Sim era a guerra, mas até a guerra tem leis, e há a ética, a moral e o caracter, há princípios, a vida não pode ser vivida numa selva.

Quase sem munições e com dois feridos ligeiros encetámos o regresso à base, seriam três a quatro dias de marcha penosa debaixo do sol arrasador do Planalto Central da Namíbia, quase tão hostil quanto o Calaári, ou então caminhávamos somente de noite, mais uma operação de busca e ataque e mais um sucesso, cumpríamos a Cartilha João de Deus, como dizia o Massumba, mostrando os dentes brancos que lhe enfeitavam a frente e na verdade tratava-se disso, cumprir a cartilha, cumprir os preceitos, aquela coluna não o fizera e agora estava toda enterrada e bem enterrada.

Isto da guerra também tem o seu quê, saber montar uma emboscada significa também saber o suficiente p’ra não cair nelas, é preciso saber, saber se há nevoeiro a levantar ou a manter-se, saber se o sol irá estar a nosso favor ou na nossa frente e encandeando-nos a nós ao invés do inimigo no momento de atacar, conhecer o terreno, saber se caminhamos na orla, no fundo de um vale ou se numa das encostas, aplicar a táctica ou a estratégia correcta se a ravina ao nosso lado sobe ou desce quando e se estamos sendo atacados ou somos os atacantes, nada disto é despiciendo numa emboscada, devemos escolher os lugares cimeiros, e nunca caminhar pelos vales mas sim no cimo das ravinas.

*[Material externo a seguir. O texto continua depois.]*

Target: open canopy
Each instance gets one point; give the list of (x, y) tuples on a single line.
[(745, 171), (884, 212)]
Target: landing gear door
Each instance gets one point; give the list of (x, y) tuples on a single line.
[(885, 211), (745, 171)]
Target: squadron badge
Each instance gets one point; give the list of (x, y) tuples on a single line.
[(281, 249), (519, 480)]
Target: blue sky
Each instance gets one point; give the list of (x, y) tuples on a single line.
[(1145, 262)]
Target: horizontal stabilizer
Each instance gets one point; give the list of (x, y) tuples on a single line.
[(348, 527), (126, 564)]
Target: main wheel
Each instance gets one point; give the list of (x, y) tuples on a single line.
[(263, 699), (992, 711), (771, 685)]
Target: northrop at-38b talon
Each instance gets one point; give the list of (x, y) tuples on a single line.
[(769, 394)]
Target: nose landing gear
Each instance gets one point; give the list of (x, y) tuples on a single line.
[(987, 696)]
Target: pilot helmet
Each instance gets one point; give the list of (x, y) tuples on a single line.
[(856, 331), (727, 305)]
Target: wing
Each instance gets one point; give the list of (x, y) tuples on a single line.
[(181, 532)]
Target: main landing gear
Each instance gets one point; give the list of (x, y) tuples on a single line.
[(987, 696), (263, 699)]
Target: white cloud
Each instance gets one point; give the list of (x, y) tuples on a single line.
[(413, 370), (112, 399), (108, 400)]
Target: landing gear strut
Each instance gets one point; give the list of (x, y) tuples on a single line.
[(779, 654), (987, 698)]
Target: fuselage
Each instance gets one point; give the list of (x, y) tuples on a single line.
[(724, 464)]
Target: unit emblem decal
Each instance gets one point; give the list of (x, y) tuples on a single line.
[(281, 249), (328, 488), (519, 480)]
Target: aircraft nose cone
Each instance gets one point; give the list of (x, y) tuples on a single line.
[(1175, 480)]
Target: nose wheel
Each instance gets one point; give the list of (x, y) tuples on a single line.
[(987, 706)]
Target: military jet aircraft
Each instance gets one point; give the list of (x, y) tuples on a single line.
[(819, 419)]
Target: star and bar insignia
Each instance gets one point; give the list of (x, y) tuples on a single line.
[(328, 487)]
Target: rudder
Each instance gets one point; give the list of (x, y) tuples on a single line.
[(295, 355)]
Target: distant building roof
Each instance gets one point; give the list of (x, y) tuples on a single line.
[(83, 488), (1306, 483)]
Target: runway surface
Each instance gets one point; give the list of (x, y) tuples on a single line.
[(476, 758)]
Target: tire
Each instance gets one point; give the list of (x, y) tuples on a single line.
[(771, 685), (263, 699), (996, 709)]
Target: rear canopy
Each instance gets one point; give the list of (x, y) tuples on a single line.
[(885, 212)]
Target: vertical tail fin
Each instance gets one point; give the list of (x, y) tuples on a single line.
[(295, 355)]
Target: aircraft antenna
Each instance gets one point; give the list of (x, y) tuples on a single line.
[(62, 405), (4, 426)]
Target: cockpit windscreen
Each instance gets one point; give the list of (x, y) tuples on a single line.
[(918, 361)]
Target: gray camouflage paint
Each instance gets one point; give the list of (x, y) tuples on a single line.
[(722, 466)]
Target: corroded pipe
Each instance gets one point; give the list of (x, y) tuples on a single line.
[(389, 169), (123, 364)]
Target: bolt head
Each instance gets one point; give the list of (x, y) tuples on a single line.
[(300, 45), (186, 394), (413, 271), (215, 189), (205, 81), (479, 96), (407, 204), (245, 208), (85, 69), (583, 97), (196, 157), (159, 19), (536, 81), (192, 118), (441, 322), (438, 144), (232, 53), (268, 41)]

É crucial saber dispor os homens em cada um destes cenários para que tenham vantagem sobre o inimigo e não se matem a eles mesmos, saber a cartilha é isso, saber a cartilha será a nossa única safa no meio do caos duma qualquer guerra. Naquela foi.

Saber significa ficar, resistir, durar, viver …  A ignorância mata ...


* " agora já é tarde " linguagem popular da população piscatória Sesimbrense.